Photo of Nicholas Dakin Nicholas Dakin Shadow Minister (Education)

There is unlikely to be much UK steel used in the train contract that has just been awarded to the Spanish. What can the Government do to use franchising and other measures to ensure that their new procurement guidelines, which are a big step in the right direction, begin to have some purchase to ensure that steel content is included in such contracts?

Photo of Patrick McLoughlin Patrick McLoughlin The Secretary of State for Transport

First and foremost, I would point out to the hon. Gentleman the amount of money that is spent by Network Rail in purchasing steel from his constituency or thereabouts. That is an important movement in the right place. It would have been a bigger betrayal to the people of the north had we not said that we need new rolling stock to replace the Pacers. I am pleased that the Government will replace the Pacers. The very fact that our train builders in this country—Bombardier and Hitachi—are busy is because of the record investment the Government are putting into the railways.

Photo of Chris Green Chris Green Conservative, Bolton West

For many years, commuters in Bolton West have found that the trains and carriages at rush hour are heavily overcrowded—we have about the third worst overcrowding in the country. Will the Secretary of State assure me that the new franchising will deal with that problem?

Photo of Patrick McLoughlin Patrick McLoughlin The Secretary of State for Transport

Yes, but the new franchising could lead to more passengers on that track and the problem might grow. I am very pleased with the investment taking place in and around my hon. Friend’s constituency, not least the work on the Farnworth tunnel, which will increase the capacity and availability of electric trains to eventually serve his constituency.

Photo of Alan Brown Alan Brown Scottish National Party, Kilmarnock and Loudoun

Will the Secretary of State learn from the Scottish Government on franchising? As well as new trains and capacity, will he get commitments for the real living wage for all staff and subcontractors, new apprenticeships, no compulsory redundancies and, importantly, an end to toilets being emptied on to railway tracks?

Photo of Patrick McLoughlin Patrick McLoughlin The Secretary of State for Transport

I trust that the Scottish Government are learning from what the UK Government have managed to achieve in the franchises we have let. A lot of the policies that are being followed by the Scottish Government are based on policies that we have implemented.

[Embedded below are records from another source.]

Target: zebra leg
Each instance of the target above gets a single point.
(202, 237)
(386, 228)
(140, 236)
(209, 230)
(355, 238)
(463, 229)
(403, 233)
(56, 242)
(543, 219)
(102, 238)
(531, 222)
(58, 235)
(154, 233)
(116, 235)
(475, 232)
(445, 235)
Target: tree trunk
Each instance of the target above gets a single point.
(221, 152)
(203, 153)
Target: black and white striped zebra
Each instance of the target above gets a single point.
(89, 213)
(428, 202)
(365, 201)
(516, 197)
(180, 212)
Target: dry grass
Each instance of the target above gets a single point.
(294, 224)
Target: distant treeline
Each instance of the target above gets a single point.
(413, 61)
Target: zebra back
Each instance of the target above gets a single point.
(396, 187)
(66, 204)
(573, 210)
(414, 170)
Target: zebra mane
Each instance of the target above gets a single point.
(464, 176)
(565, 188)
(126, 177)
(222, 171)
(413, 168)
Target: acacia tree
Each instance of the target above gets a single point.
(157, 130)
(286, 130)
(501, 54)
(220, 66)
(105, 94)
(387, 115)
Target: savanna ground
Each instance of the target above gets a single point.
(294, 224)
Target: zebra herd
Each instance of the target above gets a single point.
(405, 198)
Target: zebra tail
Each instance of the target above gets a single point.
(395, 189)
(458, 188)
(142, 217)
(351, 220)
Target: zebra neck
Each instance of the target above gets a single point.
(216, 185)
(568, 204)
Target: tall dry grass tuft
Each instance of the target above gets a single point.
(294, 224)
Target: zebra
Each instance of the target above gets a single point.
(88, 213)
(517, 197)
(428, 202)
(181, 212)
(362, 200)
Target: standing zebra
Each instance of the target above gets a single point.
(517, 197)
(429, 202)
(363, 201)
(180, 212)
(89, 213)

Photo of Andy McDonald Andy McDonald Shadow Minister (Transport)

In 2011, FirstGroup, which runs Great Western, avoided paying contractual premium payments to the Treasury by choosing not to take up its option of a three-year extension, but in January 2013, the Secretary of State abandoned the competition for a new franchise and simply agreed a renewal with First until 2015, and subsequently announced a second direct award running till 2019, thereby avoiding the inconvenience of a competitive bidding process. Have not the Government made a mockery of free market franchising?

Photo of Patrick McLoughlin Patrick McLoughlin The Secretary of State for Transport

I welcome the hon. Gentleman to his post. As I said last week in a transport debate, I hope he lasts longer than his predecessor—[Interruption.] I think there was somebody in between. The contract to which he refers did have a break clause for First, but it was negotiated by the Labour Government. Therefore, they caused that break and it was part of their contract.

I am pleased to be able to remind the hon. Gentleman of the words of Sadiq Khan, who I believe has an important role in the Labour party—I hope it is a very unsuccessful one in a few weeks’ time. He said:

“one reason we are able to invest record sums in our railway service is the revenues that the franchises bring in and the premiums that they pay”.—[Hansard, 1 July 2009; Vol. 495, c. 430.]

He said that when he was in a position of responsibility: that of Transport Minister.